Premature optimisation is the immemorial refuge of the most troubled mind.

Collective judgement of new ideas is so often wrong that it picks up confidence as it appears.

How many seconds are there in a cellar on a rainy day?

The music business is a higher revelation than philosophy.

Art is a sign of intelligence.

My choice early in life is to have dinner.

aw3c2 · on July 16, 2012

Slightly off-topic: Does anyone know of tree(?) graphs of markov chains for certain bodies of words? Eg the probability of following characters for a certain book, showing only the more probable choices. That might look pretty cool.

sofal · on July 16, 2012

Just so you know, I'm looking at this from my Android 4.1 stock browser and the entire page is blinking on and off randomly like some kind of joke. I can't scroll down because it seems as if it's constantly reloading itself.

AlexeyMK · on July 16, 2012

Appreciate the heads-up. I think partially this is third-party stuff loading and partially the lack of pagination. It's on my to-do to fix; thank you.

icehero · on July 16, 2012

What does it have to do with "Jekyll" in the title?! It reads "Weekend Hack: A Markov Baby Name Generator in Jekyll"

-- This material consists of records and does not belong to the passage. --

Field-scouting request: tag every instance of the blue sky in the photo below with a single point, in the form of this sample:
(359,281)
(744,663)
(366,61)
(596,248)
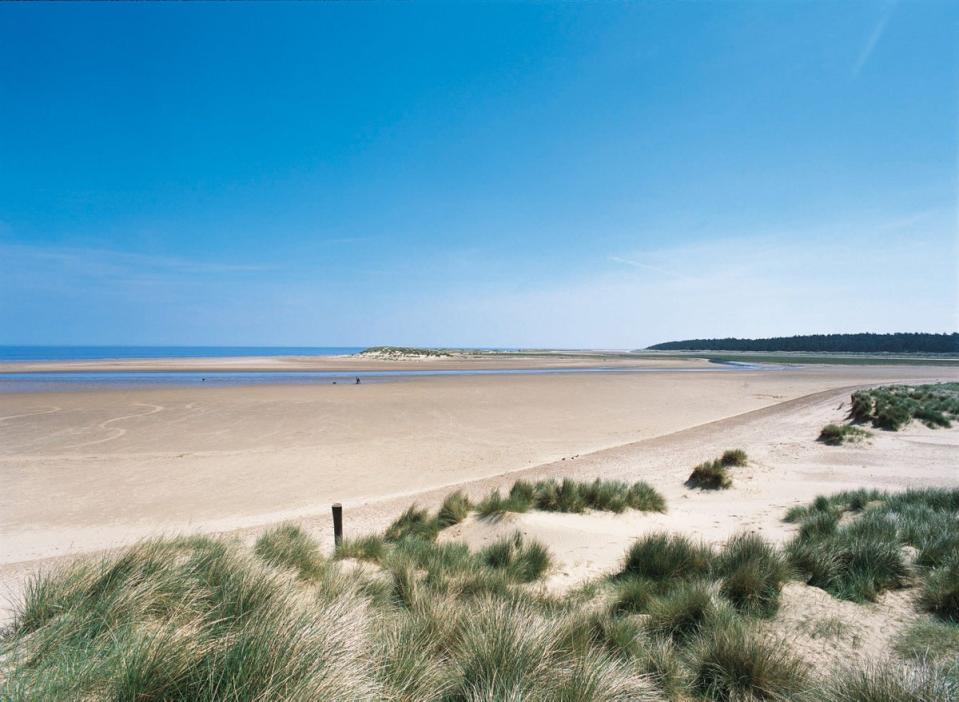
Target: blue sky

AlexeyMK · on July 16, 2012

What I wish it was: honeypot for mindless RT-ers.

What it actually was: I have no idea. Fixed.

joshu · on July 16, 2012

I built a bunch of stuff around this for domain names. I should open source it.

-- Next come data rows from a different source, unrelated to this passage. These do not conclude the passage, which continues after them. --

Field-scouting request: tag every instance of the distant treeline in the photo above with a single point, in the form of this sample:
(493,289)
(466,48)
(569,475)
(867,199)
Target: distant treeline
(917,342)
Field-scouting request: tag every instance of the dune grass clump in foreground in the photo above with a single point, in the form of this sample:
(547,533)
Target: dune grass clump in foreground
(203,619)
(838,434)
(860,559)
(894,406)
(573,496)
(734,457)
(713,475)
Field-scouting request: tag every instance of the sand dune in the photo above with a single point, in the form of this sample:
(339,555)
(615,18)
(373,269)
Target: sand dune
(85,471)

AlexeyMK · on July 16, 2012

Cool! I was thinking of doing that. Where'd you get the startup names database, CrunchBase?

joshu · on July 16, 2012

I had a bunch of sources. None with really good results, so it didn't really matter... I should work on it more. I have a much more expansive idea involving big relationship graphs and whatnot, but actual startup is taking up too much time. Someday.

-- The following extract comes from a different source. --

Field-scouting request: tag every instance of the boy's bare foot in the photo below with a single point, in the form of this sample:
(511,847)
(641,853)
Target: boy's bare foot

abecedarius · on July 16, 2012

I did something like that with CrunchBase at https://github.com/darius/languagetoys (companynames.py)

threepipeproblm · on July 16, 2012

I am Weenan, son of Mindron.

pan69 · on July 16, 2012

Why is it called a "baby" name generator and not just a "name generator"?

swores · on July 16, 2012

Because the vast majority of people who need to chose a name are doing so for a baby, not someone older. Obviously in this case it's not really designed to be a useful tool, but it's still based on the idea of helping parents pick a name for their new child.

rorrr · on July 16, 2012

Here are a few "gems" from the twitter feed:

    C would make an awesome boy's name
    Ieahaholijayson would make an awesome boy's name.
    Thinking about a boy's name? how about Chosowex?

Pretty damn horrible.

AlexeyMK · on July 16, 2012

Heh, agreed - it's definitely a mixed bag, that's what makes it fun. I've cut it off to a minimum of three character names since; that said, IMHO "C" is a pretty sweet name.

Some of the names aren't so bad, though: Marin, Harker, Gacon... Once in a while it'll generate a real name by accident. Those are my favorite.

joshu · on July 16, 2012

Harker Chosowex Gacon, at your service!